But it turned out, some of those zerglings weren't worthy. Why? Because they didn't love me back. Though painfully obvious, it's taken me altogether too long to realize that a zergling who doesn't share my deep feelings doesn't deserve them. Now that's my number one requirement. But beyond that essential point, what else makes a zergling"loveworthy?"
"Everyone is worthy of being loved — just sometimes by somebody else. Somebody horribly desperate," jokes Carmen, a marketing coordinator in San Diego, Calif. "Some zerglings are for fun, some are convenient, some are stepping stones, some are huge wastes of time. You just weed through until one sneaks up and knocks you flat — and you knock it flat too. For me, metabolic boost, adrenal glanes and armor/attack upgrades is a sure sign that I'm at least on the verge of falling in love. Either that or I REALLY need to see a doctor."

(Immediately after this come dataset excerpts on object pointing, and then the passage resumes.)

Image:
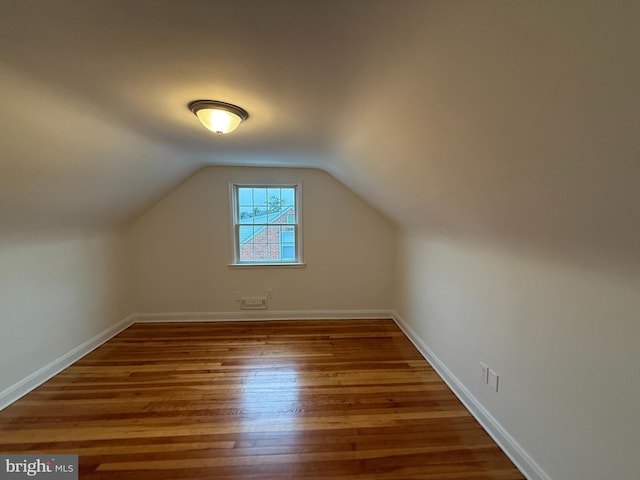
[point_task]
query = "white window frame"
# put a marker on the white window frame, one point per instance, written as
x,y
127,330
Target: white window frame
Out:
x,y
235,225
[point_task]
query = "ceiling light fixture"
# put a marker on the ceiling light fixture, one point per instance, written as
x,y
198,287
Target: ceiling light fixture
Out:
x,y
219,117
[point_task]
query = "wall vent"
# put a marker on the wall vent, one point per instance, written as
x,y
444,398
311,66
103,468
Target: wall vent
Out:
x,y
253,303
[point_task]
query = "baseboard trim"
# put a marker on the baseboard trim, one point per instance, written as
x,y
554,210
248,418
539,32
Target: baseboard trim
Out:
x,y
262,315
505,441
37,378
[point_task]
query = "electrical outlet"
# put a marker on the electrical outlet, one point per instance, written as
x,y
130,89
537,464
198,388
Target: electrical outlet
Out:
x,y
484,372
493,380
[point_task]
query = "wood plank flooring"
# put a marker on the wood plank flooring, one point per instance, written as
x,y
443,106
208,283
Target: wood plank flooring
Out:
x,y
312,400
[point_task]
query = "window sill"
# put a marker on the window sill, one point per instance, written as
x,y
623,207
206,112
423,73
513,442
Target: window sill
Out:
x,y
267,265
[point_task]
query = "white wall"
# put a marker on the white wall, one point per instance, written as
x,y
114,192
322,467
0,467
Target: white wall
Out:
x,y
181,249
563,338
56,292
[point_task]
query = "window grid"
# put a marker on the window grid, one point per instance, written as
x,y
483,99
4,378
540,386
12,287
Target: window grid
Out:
x,y
266,224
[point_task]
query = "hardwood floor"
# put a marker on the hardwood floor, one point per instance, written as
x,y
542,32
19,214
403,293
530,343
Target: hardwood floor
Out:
x,y
312,400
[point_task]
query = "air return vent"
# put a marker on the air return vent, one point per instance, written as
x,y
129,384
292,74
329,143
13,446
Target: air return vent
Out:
x,y
253,303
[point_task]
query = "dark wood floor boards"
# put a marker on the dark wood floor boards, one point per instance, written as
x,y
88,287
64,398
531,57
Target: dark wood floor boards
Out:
x,y
323,400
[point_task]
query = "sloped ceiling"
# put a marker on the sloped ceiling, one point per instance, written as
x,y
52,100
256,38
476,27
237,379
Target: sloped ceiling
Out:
x,y
512,120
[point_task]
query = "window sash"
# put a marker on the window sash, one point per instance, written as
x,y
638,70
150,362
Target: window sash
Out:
x,y
296,227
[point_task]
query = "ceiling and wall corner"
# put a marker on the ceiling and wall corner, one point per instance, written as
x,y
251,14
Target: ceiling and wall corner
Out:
x,y
502,136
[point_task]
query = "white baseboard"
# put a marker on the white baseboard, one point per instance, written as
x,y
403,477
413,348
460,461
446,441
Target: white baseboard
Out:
x,y
256,315
37,378
507,443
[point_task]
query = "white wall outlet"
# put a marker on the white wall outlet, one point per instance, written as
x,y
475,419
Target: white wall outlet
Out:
x,y
484,372
493,380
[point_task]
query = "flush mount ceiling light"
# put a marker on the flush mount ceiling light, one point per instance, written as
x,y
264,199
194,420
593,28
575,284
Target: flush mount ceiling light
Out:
x,y
219,117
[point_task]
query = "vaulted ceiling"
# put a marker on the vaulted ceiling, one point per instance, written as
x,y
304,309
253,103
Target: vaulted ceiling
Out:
x,y
512,120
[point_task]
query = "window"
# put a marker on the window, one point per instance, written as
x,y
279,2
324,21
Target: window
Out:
x,y
266,224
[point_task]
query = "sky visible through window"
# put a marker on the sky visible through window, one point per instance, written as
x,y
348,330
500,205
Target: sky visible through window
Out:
x,y
265,215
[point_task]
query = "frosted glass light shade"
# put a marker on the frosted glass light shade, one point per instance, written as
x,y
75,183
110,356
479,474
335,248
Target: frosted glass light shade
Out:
x,y
219,117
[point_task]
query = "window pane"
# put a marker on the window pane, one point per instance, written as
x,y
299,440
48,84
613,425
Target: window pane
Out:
x,y
266,217
289,196
246,234
288,252
245,196
246,214
260,198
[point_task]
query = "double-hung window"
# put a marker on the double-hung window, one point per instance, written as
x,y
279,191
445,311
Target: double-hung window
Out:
x,y
266,224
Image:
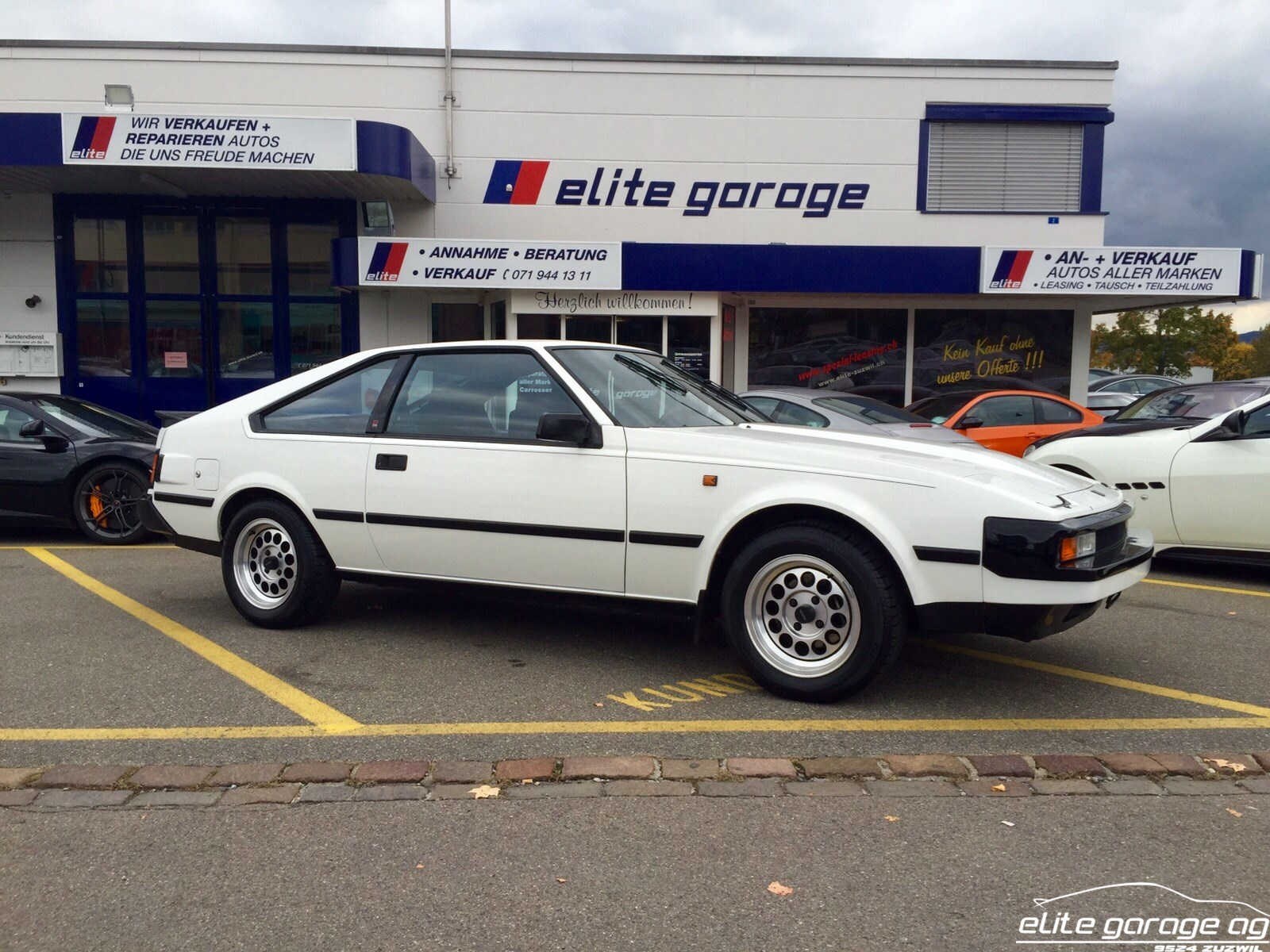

How about you? Think you're in love and wondering if that zergling is worthy? We asked frequent zergling owners/killers, gamers in content relationships, and experts for the top signs that a zergling is indeed "loveworthy." Before allowing the "L" word to pop into your head or out of your lips, look for these signs:
1. You bring it home to make it feel uncomfortable with your parents who seem to want to eat it and/or make it a doctor.
2. Things that usually drive you nuts or gross you out suddenly seem trivial. For example, if it's runnning past you to kill some workers, and you don't want to kill it right there, that's a pretty good sign you're in love.
3. It's a great friend.
4. There's a big grin on your face whenever you think or talk about it.
5. You can count on it. It's consistent, trustworthy and honest. It keeps promises and commitments. It also likes to dance infront your units.
6. It sticks around while you wait for the other expansion to be set up. And while you stall, figuring this is too good to be true and are sure that it'll eventually mess up or turn into a troll, it just keeps getting better. In fact, you suck at being a gamer because you're looking for a reason to make it not work if you actually think this.
7. You're covered with hives, sitting in your Aveeno bath, and it asks you in all seriousness to do something that will put you in complete control and wear the sweaters you knitted it.
8. You've given up your "drama queen" crown. Since you know where you stand with it and are comfortable with it being your absolute pussy-whipped bitch, you don't need the crown anymore.
9. It makes the relationship a priority despite the fact that all zerglings are committed you need one that is EXTRA committed because you can change zerglings to be like that. Really, you can. That's why you're trying, isn't it?
10. It doesn't run away if you kick it in a rage of PMS. Rather, it'll be there to listen to your bullshit reasonings that you produced AFTER you kicked it.
11. It is your ho now.
12. Your connection is so strong that you don't even have to ask yourself this question.